Auslandsjahr Ernährung in Benin – ungewohnte Erfahrungen

Erkelenz · Samstagmorgen. Die Sonne scheint, die Vögel zwitschern und meine Gastschwester singt in-brünstig, immer einen Halbton tiefer zu den brandneusten beninischen Kirchenhits aus dem Radio. Mit meinen Sportschuhen in der Hand trete ich auf die Terrasse, stolpere aber gleich wieder rücklings ins Haus, als ich sie erblicke. Eine Kuh. Nebst geparktem Mofa, zwischen Wäscheleine und Pavillon steht eine Kuh, und zwar keine deutschen Zuschnitts, mit bleistiftlangen Hörnern und schwarz-weißen Flecken.

 Madleen Stolze aus Wegberg absolviert einen Freiwilligendienst in Benins Hauptstadt Porto Novo und lebt in einer Pastorenfamilie.

Madleen Stolze aus Wegberg absolviert einen Freiwilligendienst in Benins Hauptstadt Porto Novo und lebt in einer Pastorenfamilie.

Foto: kn

Diese ist vom Kaliber doppelt so groß, hat Hörner wie Gardinenstangen und ist schwarz-weiß gesprenkelt. Ich fühle mich für einen Moment wie Astrid Lindgrens Heldin Pippi Langstrumpf mit einem Pferd auf der Veranda, nur dass ich ein Pferd weitaus angenehmer gefunden hätte. Als ich vom Joggen wiederkomme, erwartet mich die Kuh schon vor der Haustür; nicht mehr allzu lebendig und mit der Hälfte ihres inneren Daseins neben sich. Zur Hochzeit gab es Rindfleisch für alle.
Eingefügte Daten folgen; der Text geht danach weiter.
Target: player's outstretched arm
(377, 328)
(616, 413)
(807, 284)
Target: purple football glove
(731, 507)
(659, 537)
Das liegt nun zehn Monate zurück. Wenn wir uns an eines zu Anfang nur schwer gewöhnen konnten, dann war es das Essen. Ständig waren uns die Soßen zu ölig, in jedem Gericht fand man Fischgräten, die Konsistenzen waren dem Gaumen fremd und die Portionen hätten für zwei gereicht. In Benin gibt es gewisse Eigenheiten, die auf uns als Europäer zunächst fremd und unverständlich wirken. Beispielsweise isst man morgens warm. In unserem Haus bedeutet das Akassa avec Légume (franz.), ein Art Maisbrei mit spinatähnlichem Gemüse und Fisch. Zum Essen versammelt man sich nicht an einem Tisch. Vielmehr folgt man seinem individuellen Bedürfnis und isst, wenn man gerade Hunger hat, dazu lässt man sich einfach nieder, notfalls am Straßenrand. Grundsätzlich isst man das Meiste mit den Händen. Die beninische Gastfreundlichkeit sieht vor, dass, wenn jemand das Haus betritt, egal aus welchem Anlass, ihm zunächst ein Krug mit Wasser gereicht wird. Will man einem Gast besondere Ehre erweisen, so kocht man für ihn, aber lässt ihn die Speise ungestört allein einnehmen.

In Benin gibt es Nahrungsmittel, die die Grundbasis aller Mahlzeiten bilden. Bisher durfte ich einige davon kennenlernen. Da wäre einmal der beliebte und schnell zubereitete Maisbrei (Pâte) und die etwas leichtere, in Blätter eingewickelte Variante Akassa, weiter gibt es verschiedene Wurzeln wie Igname, Patate, Maniok, diverse Bohnensorten, die gerne mit Gari (Maniokmehl) zusammengegessen werden und international bekannte Nahrungsmittel wie Weißbrot, Reis und Makkaroni. Piment, ein Gewürz, das dem Geschmack unserer Peperoni ähnelt, ist das beninische Lebenselixier und gehört in jede Speise. Ein gutes beninisches Essen besteht allgemein aus einem dieser Nahrungsmittel (hier im Süden meistens Akassa oder Pate, im Norden eher Reis oder Ignamsbrei) mit Soße und Fisch oder Fleisch. Daneben kann man Diverses auch frittiert oder als Gebäck erhalten. Fleisch hat einen besonderen Stellenwert und ist Symbol gewissen Wohlstands. Deshalb wird besonders zu Feierlichkeiten gerne Lebendes geschenkt, so wie die Kuh zur Hochzeit.